Rhizomatic Learning - The Practical Guide

Well, it's week 6, the last week of #rhizo15 that Dave will host. The topic of this week brings us back to the original topic of this rMOOC: A practical guide for Rhizomatic Learning. It's hard to really come up with something that encompasses the meaning and approaches  to rhizomatic learning  - heck, I am only now starting to "understand" it and I've only been really thinking about it for 18 months.  Sure that was that brief exposure in Change11, but that almost doesn't exist in my mind.

I started off thinking that in #rhizo15 I would finally be able to read an engage with Deleuze & Guattari and their book a thousand plateaus, but that didn't quite happen. I was deep in the thick of it with my second doctoral course (end of first year, yay!) when the #rhizo15 started, then I was working on a #rhizo14-related project with fellow "classmates" from #rhizo14 on Actor-Network Theory, so I ended up starting to read Latour, and now we're at the end of of #rhizo15, so no D&G this year.  Oh well. Foiled Again! ;-) I do wonder who engaged with D&G in #rhizoDG this year - maybe Aras knows!

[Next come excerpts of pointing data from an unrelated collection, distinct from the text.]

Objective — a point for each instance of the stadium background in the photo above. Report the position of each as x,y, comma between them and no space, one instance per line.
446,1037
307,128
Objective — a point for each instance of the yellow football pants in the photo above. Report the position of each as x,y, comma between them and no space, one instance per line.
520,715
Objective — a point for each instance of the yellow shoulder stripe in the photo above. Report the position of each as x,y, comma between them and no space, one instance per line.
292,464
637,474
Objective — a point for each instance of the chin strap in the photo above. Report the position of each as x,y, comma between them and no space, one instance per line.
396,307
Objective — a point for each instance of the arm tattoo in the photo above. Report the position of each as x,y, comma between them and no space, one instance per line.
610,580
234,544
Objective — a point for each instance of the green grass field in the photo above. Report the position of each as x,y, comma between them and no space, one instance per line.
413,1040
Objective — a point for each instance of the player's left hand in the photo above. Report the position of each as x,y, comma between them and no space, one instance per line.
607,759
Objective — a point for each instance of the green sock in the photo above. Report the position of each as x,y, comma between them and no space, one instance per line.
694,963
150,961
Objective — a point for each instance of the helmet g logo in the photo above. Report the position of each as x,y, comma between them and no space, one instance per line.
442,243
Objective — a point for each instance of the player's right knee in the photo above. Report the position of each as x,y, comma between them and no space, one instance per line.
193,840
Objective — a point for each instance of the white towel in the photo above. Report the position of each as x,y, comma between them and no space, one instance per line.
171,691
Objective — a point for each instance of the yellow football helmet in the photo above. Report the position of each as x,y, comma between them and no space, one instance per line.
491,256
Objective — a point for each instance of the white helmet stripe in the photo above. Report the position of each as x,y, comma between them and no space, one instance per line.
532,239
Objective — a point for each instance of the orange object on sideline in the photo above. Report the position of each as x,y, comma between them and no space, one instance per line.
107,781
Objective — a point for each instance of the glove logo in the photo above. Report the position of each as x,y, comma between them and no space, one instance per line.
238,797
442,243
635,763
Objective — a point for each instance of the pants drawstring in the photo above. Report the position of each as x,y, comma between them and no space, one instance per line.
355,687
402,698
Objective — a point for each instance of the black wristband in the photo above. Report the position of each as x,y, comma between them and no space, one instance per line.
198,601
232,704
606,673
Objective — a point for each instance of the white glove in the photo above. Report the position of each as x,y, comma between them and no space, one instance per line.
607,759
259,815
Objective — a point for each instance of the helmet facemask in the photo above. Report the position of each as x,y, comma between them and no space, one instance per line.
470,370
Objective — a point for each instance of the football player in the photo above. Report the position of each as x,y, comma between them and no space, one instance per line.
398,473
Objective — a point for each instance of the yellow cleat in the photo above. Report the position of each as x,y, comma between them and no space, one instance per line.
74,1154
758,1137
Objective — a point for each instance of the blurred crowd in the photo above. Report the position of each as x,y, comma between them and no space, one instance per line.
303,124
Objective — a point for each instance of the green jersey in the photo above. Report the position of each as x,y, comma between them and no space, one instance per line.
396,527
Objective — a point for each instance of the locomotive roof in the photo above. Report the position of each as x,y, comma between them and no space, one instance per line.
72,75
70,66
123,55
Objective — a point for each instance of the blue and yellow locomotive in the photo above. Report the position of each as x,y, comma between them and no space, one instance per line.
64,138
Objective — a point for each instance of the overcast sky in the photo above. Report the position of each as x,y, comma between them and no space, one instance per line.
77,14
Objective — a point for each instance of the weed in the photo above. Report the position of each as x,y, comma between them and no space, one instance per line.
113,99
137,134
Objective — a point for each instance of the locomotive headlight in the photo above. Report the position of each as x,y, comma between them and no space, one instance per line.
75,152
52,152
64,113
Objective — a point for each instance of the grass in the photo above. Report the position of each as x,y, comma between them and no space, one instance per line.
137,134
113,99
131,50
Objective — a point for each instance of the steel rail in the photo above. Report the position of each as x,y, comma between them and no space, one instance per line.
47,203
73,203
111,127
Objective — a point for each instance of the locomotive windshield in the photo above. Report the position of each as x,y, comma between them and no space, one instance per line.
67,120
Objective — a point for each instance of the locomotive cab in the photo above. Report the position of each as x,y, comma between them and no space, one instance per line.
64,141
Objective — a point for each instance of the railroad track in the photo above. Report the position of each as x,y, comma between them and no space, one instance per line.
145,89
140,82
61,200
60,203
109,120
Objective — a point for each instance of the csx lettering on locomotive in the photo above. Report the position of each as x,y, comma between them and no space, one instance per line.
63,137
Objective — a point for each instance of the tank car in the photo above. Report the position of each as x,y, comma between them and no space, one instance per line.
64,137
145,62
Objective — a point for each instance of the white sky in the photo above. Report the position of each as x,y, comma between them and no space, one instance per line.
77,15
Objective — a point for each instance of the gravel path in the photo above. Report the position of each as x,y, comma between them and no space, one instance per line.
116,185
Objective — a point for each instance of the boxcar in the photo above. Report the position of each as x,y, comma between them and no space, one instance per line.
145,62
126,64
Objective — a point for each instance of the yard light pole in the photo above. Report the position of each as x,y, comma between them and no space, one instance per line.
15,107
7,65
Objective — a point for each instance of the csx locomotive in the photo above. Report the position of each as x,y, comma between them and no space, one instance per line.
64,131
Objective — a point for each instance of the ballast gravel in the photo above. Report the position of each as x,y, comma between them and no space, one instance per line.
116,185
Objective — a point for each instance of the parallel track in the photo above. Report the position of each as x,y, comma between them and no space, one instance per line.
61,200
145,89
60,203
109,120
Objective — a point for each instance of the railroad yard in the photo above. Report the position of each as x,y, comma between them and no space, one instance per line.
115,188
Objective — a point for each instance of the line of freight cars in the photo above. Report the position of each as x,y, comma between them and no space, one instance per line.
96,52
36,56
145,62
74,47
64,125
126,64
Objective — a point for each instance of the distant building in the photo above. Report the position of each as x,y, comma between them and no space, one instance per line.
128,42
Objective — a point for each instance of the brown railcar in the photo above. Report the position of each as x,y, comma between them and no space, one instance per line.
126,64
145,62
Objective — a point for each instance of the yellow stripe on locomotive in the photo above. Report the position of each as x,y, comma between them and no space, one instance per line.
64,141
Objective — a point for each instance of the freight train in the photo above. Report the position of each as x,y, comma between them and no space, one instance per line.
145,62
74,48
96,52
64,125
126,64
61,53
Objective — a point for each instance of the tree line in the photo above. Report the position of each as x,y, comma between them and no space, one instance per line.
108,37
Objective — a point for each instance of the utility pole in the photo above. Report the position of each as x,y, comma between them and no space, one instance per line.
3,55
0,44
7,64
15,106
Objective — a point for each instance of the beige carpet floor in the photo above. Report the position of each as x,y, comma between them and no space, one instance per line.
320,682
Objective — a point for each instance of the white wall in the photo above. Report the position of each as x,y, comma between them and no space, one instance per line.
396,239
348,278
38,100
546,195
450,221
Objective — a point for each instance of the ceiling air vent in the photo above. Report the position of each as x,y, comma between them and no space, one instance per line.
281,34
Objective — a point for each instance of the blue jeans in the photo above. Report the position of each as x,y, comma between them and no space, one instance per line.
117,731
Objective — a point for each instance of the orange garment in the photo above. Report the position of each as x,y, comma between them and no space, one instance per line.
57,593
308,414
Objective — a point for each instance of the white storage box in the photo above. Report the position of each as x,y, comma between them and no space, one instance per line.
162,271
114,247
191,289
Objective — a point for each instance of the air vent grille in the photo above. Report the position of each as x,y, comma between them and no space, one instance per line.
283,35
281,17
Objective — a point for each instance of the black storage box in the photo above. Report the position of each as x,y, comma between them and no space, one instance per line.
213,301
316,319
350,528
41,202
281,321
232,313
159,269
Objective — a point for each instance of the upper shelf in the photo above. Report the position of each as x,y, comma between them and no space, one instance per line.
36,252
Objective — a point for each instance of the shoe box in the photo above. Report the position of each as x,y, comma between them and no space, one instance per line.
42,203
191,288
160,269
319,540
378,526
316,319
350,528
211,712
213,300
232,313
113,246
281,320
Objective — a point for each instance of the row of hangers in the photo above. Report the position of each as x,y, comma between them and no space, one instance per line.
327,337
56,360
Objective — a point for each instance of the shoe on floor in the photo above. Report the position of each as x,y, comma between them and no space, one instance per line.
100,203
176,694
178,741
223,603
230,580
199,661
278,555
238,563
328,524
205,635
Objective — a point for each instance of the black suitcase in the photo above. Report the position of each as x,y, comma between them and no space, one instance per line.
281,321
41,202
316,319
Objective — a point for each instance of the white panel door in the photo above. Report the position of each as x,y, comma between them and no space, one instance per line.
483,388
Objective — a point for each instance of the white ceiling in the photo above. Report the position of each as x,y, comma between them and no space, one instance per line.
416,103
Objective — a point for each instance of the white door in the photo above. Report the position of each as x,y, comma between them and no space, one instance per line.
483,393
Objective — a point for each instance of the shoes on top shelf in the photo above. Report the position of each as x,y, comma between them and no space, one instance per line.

So, what would I tell someone about teaching rhizomatically?  I would say that first you'd start with a topic and let your learners explore the topic.  Engage in it but don't be preachy.  Also, design your course so that there are a few weeks left at the end where the "lunatics" can run the asylum, sort of like how we did in #rhizo14.  I think that two of the bigger hurdles in implementing rhizomatic learning in higher education are the following:
  • How do learners "cope" or deal with their new-found "freedom". Many learners expect to be lead, sort of like that Lisa Simpson GIF that was posted early on in #rhizo15.  How do you help learners acclimate to this "open" environment?  Also, how do you deal with preparing learners for this?  I think that it would not be a stretch to say that most people who made it through to the end of both #rhizo4 and #rhizo15 are people who are (at the very least) determined, curious, stubborn, and can deal with ambiguity (and some of them can have fun while doing this). Institutionalized learners don't necessarily have this (think 1984 Apple ad and people sitting in neat little rows). How do you prep learners for this "revolution"? It's not fair to them to dump them on the deep end of the pool.
  • How do you assess the learning that is happening in the course? I know that we have independent studies as examples of how to assess learners in an emerging environment, but how do you deal with 10-15 different assessments in a fair manner.  Is fairness or sameness something we should be striving for in a rhizome or not?  Are fairness and sameness the same?

In the end, no matter what the intention of the designer and the course instructor (Dave in this case), the rhizome will find its own way! It seems that the thing to train both learners and instructors is how to deal with uncertainty.